L’ensemble du parcours d’1,5 kilomètre prendra seulement cinq minutes.

Capture d’écran d’une vidéo promotionnelle pour le téléphérique de la Vieille Ville de Jérusalem montrant une représentation de cabines passant au-dessus de la Vallée Hinnom. (YouTube)

Le projet est fortement soutenu par le ministre du Tourisme Yariv Levin et le maire de Jérusalem Moshe Lion, mais de nombreux experts y sont opposés. Ses détracteurs affirment que le projet est envahissant et politiquement irresponsable. En outre, ils considèrent qu’il ne résoudra pas les problèmes de circulation et d’autres problèmes qu’il prétend solutionner.

Pour des architectes, des universitaires, des experts en conservation du patrimoine et des guides touristiques il s’agit d’une idée irréfléchie qui va défigurer le paysage historique avec 15 pylônes massifs, gâchant des vues uniques sur la Vieille Vielle et ses murs – un site du patrimoine mondial de l’UNESCO – et ne servira pas à grand-chose concernant la circulation.

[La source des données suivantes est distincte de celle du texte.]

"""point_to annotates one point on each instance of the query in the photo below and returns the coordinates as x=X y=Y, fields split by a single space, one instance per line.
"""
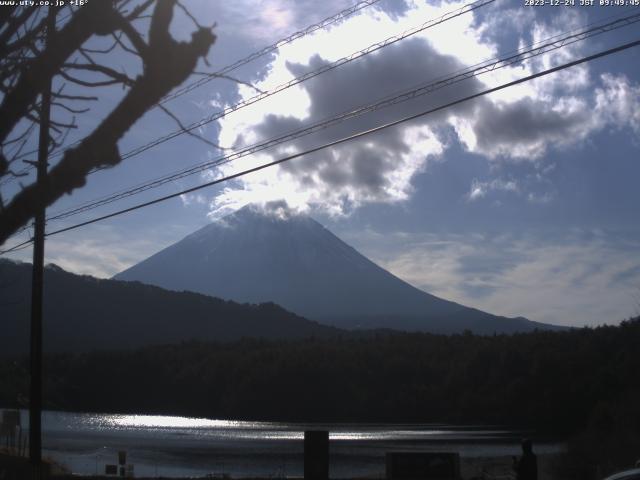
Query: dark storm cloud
x=525 y=123
x=365 y=165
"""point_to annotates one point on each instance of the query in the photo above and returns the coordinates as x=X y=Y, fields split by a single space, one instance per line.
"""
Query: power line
x=271 y=48
x=354 y=136
x=354 y=56
x=227 y=69
x=557 y=42
x=307 y=76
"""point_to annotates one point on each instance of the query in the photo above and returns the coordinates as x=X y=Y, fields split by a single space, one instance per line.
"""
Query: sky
x=521 y=203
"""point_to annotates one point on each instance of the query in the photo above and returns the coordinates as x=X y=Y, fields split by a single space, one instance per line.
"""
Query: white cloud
x=519 y=124
x=579 y=278
x=481 y=189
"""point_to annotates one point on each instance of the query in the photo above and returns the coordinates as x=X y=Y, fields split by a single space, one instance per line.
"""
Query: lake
x=180 y=447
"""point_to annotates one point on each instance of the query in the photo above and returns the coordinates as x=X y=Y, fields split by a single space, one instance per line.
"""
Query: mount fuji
x=256 y=256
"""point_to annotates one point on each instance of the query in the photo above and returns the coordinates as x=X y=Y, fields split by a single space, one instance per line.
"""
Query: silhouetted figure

Le projet est une des priorités du Conseil national d’urbanisme – un organe du ministère des Finances mis en place pour gérer les grands projets d’infrastructure comme des lignes de tramway qui dépassent les compétences des autorités locales.

Un amendement gouvernemental de 2016 au projet de loi – apparemment spécifiquement adapté au futur téléphérique – a ajouté les projets « d’infrastructure touristique » à la définition de ceux dits « d’infrastructures nationales », en mentionnant spécifiquement les systèmes de transports touristiques.